D’aucuns  contesteront  notre terminologie parce qu’ils ne maitrisent pas ces notions et sont marqués par des stéréotypes.  Pétain serait-il  alors de gauche? Il est peut être temps de revisiter les définitions en cours et de réfléchir sur ce qu’on entend par « extréme droite ». Pour nous, est de gauche, celui qui est impacté par la conjoncture du moment et de droite, celui qui la relativise en s’inscrivant dans un temps plus long, tant en amont qu’en aval, à l’instar de De Gaulle.

Sur le web

« La droite part de l’individu et considère qu’une société harmonieuse est le fruit, ou la somme, de la réussite ou du bien-être individuel. La gauche fait le chemin inverse, en considérant qu’il ne peut y avoir de bien-être individuel qu’au sein d’une société harmonieuse. La réussite collective précède et conditionne la réussite individuelle. C’est une distinction fondamentale qui traverse la science économique, la sociologie, et l’ensemble des sciences humaines. Il est logique qu’on la retrouve dans le champ politique. »

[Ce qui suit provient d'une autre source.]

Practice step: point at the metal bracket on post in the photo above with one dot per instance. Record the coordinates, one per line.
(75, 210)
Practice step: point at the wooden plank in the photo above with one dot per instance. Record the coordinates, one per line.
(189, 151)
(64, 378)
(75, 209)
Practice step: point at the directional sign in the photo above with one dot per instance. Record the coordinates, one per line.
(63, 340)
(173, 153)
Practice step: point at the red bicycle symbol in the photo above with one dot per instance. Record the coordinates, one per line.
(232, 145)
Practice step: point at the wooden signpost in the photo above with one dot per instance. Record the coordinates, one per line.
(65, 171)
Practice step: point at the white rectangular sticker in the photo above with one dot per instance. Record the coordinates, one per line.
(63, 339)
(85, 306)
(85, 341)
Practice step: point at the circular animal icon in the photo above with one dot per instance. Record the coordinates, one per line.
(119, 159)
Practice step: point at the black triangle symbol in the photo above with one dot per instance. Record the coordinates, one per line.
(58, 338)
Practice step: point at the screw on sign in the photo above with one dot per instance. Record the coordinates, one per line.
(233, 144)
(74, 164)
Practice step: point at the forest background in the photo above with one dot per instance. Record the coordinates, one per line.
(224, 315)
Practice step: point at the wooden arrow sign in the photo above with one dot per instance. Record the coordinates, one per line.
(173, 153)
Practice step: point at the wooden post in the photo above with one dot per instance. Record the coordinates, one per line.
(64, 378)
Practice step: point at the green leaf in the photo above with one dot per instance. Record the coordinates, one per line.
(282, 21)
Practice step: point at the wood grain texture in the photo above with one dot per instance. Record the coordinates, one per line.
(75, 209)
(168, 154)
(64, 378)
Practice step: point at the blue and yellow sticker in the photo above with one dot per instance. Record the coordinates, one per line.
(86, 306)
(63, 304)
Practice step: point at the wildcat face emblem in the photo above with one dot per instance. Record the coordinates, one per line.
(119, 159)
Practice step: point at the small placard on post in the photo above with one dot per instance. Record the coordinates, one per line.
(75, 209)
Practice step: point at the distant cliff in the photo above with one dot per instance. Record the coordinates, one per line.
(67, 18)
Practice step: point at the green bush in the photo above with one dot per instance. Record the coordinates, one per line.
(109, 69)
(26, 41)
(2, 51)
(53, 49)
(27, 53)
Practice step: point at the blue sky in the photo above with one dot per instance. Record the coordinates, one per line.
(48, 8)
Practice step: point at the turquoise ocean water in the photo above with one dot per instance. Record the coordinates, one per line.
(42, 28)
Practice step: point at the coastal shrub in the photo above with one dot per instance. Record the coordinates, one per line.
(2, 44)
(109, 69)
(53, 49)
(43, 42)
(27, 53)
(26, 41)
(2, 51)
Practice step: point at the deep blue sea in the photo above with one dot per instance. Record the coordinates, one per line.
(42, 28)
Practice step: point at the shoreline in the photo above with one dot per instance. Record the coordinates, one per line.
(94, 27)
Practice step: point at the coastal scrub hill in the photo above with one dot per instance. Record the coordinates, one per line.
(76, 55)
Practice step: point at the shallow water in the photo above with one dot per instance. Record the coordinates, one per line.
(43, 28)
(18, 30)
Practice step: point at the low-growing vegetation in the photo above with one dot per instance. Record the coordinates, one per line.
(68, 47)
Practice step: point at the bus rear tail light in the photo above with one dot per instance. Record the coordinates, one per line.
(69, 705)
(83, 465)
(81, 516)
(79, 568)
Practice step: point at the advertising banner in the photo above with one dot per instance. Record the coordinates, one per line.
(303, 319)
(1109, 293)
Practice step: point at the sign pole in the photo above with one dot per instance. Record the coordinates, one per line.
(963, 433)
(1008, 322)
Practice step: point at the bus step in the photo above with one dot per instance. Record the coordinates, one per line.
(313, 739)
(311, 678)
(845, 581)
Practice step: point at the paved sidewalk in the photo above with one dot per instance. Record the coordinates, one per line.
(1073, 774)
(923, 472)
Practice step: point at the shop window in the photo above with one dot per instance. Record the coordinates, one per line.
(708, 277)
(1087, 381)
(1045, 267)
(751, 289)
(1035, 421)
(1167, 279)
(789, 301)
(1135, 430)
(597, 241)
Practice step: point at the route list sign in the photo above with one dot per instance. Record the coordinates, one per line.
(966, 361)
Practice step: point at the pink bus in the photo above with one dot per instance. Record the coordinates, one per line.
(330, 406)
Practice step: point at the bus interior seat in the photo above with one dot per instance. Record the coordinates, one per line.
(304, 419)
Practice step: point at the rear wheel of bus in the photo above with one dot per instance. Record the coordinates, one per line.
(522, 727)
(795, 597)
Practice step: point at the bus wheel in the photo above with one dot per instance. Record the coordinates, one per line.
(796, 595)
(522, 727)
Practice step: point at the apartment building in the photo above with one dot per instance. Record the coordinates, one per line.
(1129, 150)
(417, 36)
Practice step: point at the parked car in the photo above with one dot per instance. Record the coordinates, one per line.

Une telle présentation des choses  ne nous parait guère  pertinente et ne permet pas d’appréhender les véritables enjeux socio-politiques, ce qui fausse le débat lequel se situe au niveau d’une philosophie de l’Histoire.

« Hegel (…) est un penseur du processus. Autrement dit, pour le dire grossièrement, il considère que l’histoire avance selon un processus de progression visant la réalisation de l’Esprit car « l’objet de l’esprit est de se saisir lui-même ». 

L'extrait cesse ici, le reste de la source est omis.